A better approach is to perform an annual comprehensive review of markets and opportunities, then make long-term strategic decisions without the distractions of day-to-day marketing and sales activities. Daily decisions then fit into the company's overall strategic marketing goals.

It's important for a strategic marketing planning process to look at the company from the customer's point of view by asking questions that have a long time horizon, such as:

  • What needs or problems cause customers to consider buying from our company?
  • What improvements in the customer's personal or business life can we enable or improve?
  • Which customer market segments are attracted to our company or products?
  • Which customer motivations or values lead people to decide to purchase our products?
  • What changes or trends in our customer base are affecting their general interest or attraction to products like ours?
Strategic vs. Tactical Marketing Plans
What makes a strategic marketing plan different from a more tactical marketing communications plan? The key difference is the focus on meshing overall customer situations with your overall company direction. For business-to-business marketers, this means combining industry sector segmentation and product use with other factors related to purchase decisions. These include the purchase criteria and decision motivations that affect large, enterprise size purchases.

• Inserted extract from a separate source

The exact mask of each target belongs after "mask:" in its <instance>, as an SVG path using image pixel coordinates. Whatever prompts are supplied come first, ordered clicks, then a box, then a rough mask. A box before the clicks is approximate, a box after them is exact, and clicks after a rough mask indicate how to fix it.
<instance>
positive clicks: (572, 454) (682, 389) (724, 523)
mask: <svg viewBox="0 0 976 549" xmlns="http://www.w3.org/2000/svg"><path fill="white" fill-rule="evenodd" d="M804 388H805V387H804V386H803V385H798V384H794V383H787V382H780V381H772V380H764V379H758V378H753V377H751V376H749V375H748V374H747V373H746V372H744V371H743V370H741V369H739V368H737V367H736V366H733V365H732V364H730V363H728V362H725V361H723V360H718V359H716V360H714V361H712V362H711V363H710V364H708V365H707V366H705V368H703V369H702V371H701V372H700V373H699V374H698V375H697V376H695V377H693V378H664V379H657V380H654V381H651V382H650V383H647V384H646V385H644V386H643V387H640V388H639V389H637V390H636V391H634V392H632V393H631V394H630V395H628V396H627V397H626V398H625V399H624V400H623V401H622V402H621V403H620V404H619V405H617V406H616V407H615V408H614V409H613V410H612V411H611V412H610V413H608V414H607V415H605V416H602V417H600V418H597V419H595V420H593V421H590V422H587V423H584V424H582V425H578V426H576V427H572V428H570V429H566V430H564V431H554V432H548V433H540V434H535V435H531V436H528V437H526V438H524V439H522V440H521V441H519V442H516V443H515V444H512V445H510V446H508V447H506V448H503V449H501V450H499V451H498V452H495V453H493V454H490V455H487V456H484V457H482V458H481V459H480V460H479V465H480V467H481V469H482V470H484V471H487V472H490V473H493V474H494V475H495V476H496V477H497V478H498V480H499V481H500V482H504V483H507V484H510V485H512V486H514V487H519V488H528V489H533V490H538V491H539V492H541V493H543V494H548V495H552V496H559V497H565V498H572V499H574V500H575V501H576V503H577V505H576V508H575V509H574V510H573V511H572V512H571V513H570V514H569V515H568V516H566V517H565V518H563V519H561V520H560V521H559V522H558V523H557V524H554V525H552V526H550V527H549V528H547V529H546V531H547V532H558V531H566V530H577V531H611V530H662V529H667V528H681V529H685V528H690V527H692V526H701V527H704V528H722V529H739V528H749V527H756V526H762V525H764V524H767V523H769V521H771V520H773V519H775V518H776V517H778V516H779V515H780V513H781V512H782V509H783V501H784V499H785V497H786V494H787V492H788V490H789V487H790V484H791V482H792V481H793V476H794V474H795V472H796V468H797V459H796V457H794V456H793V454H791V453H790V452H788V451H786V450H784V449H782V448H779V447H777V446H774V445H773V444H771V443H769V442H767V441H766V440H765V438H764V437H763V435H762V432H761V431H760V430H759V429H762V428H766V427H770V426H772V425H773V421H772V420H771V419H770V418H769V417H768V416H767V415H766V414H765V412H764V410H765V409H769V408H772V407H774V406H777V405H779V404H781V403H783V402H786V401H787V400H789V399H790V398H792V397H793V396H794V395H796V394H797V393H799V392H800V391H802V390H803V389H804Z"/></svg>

For example, the trend toward increased use of outsourcing to both domestic and global vendors creates markets for those suppliers. However, those vendors need to have a strategic marketing vision in order to see these new markets early enough to take advantage of the opportunity.

For consumer marketers, this means using geographic and demographic segmentation, as well as psychographic segmentation (i.e., values, attitudes, lifestyles), and product usage motivations.

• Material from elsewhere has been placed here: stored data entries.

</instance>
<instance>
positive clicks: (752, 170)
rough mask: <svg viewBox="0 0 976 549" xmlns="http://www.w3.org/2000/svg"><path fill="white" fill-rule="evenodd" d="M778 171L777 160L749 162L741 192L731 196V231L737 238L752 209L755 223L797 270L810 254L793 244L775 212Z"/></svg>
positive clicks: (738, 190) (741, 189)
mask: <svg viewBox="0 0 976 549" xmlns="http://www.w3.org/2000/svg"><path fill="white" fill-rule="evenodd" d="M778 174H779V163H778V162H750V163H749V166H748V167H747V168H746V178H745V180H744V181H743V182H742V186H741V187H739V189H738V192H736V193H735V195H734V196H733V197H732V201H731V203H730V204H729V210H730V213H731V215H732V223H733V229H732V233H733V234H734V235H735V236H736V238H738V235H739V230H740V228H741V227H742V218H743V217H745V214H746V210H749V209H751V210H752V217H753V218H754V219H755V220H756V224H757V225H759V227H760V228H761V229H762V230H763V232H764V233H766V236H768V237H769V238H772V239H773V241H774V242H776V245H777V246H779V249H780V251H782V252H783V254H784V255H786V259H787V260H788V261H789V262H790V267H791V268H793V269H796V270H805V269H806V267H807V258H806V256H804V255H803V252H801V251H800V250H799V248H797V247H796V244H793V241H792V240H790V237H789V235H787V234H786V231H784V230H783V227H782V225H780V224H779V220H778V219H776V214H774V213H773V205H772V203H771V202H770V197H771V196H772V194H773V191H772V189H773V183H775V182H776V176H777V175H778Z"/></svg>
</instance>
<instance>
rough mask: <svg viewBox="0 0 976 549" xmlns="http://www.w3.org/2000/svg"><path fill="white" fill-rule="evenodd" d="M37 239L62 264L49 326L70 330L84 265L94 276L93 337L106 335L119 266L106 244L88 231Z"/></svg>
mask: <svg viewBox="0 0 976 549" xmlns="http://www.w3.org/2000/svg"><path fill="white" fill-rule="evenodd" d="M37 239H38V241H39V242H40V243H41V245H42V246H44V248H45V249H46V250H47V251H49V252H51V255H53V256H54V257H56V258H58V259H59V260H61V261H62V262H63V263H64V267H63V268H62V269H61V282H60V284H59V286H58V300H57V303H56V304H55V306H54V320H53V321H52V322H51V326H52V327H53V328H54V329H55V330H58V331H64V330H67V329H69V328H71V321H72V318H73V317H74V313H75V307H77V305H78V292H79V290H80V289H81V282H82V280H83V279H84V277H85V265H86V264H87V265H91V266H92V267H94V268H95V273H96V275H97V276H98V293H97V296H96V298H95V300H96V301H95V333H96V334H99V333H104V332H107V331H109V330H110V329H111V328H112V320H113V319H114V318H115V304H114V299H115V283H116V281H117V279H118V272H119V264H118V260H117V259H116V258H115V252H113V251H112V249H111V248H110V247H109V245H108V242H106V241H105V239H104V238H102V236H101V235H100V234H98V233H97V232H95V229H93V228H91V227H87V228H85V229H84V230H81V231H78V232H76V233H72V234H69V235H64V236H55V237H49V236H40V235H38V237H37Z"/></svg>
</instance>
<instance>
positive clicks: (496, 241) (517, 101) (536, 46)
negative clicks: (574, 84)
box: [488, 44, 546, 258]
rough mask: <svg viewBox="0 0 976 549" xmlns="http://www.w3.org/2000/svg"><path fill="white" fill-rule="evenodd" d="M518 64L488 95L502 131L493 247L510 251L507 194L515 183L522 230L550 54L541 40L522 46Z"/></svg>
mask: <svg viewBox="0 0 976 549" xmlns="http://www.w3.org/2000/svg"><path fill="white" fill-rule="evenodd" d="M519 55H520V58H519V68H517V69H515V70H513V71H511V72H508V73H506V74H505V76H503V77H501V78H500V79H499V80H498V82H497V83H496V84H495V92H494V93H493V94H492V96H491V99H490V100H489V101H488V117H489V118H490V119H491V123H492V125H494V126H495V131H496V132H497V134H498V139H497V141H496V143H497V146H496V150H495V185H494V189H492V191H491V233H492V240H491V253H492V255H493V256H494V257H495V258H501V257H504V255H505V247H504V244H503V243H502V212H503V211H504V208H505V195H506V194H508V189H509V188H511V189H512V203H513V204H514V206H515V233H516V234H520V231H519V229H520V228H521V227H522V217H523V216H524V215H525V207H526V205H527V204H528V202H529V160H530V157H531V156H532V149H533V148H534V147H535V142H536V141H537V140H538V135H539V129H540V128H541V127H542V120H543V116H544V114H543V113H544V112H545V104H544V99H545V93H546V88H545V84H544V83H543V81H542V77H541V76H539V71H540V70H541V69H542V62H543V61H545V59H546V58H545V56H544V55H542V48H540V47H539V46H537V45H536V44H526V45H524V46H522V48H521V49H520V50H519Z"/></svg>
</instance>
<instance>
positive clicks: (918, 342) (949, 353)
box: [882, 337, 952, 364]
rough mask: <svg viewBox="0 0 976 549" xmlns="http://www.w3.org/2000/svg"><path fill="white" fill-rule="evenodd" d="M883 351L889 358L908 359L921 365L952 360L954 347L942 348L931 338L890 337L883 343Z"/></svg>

For example, the aging population bubble creates a general increase in demand for a wide range of products. It also creates market niches that are large enough to make product development and marketing worthwhile.

The same shifts can also reduce demand for other products. These long term shifts in markets are frequently misinterpreted as short-term competitive pressures or fluctuations in the economy. Instead of increasing advertising or sales efforts, it might be better to abandon a declining market.

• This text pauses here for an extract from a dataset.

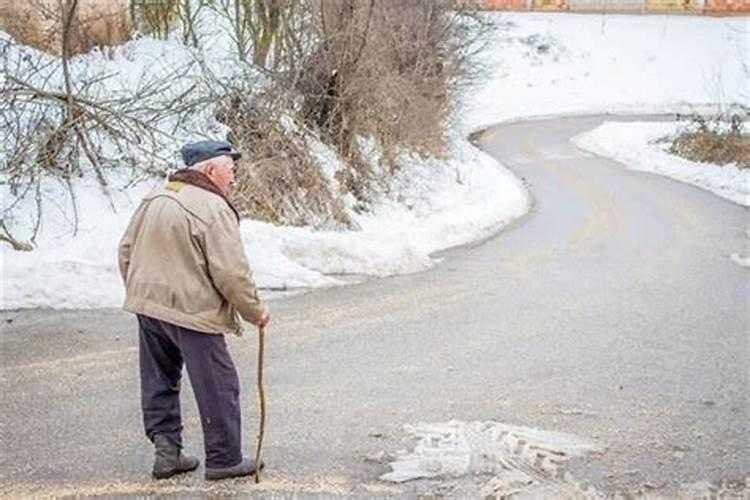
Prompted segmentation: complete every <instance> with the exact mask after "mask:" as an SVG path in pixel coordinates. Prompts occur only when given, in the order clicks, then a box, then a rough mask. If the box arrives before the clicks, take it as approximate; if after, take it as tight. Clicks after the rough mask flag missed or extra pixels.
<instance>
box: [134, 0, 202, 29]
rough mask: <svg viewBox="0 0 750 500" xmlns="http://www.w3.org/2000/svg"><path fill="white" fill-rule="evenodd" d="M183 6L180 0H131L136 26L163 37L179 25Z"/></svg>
mask: <svg viewBox="0 0 750 500" xmlns="http://www.w3.org/2000/svg"><path fill="white" fill-rule="evenodd" d="M187 5H188V6H189V2H188V3H187ZM181 7H182V4H180V3H179V2H178V0H131V5H130V8H131V12H132V18H133V20H134V22H135V26H136V28H137V29H138V30H139V31H140V32H141V33H144V34H146V35H151V36H153V37H156V38H162V39H165V38H166V37H167V35H169V32H170V31H171V30H172V29H173V28H174V27H175V26H176V25H177V22H178V20H179V19H180V8H181Z"/></svg>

Without a strategic marketing plan a company could waste resources or miss an opportunity.

What's the cost of missing an opportunity? Of course, it's impossible to know at the time the opportunity is missed, but years later it will become clear when a competitor opens a new factory or enters a new market -- and their revenue grows faster than their competitors.

In other words, the annual cost of a strategic marketing plan review is miniscule compared to the revenue, market share, and profitability it can generate.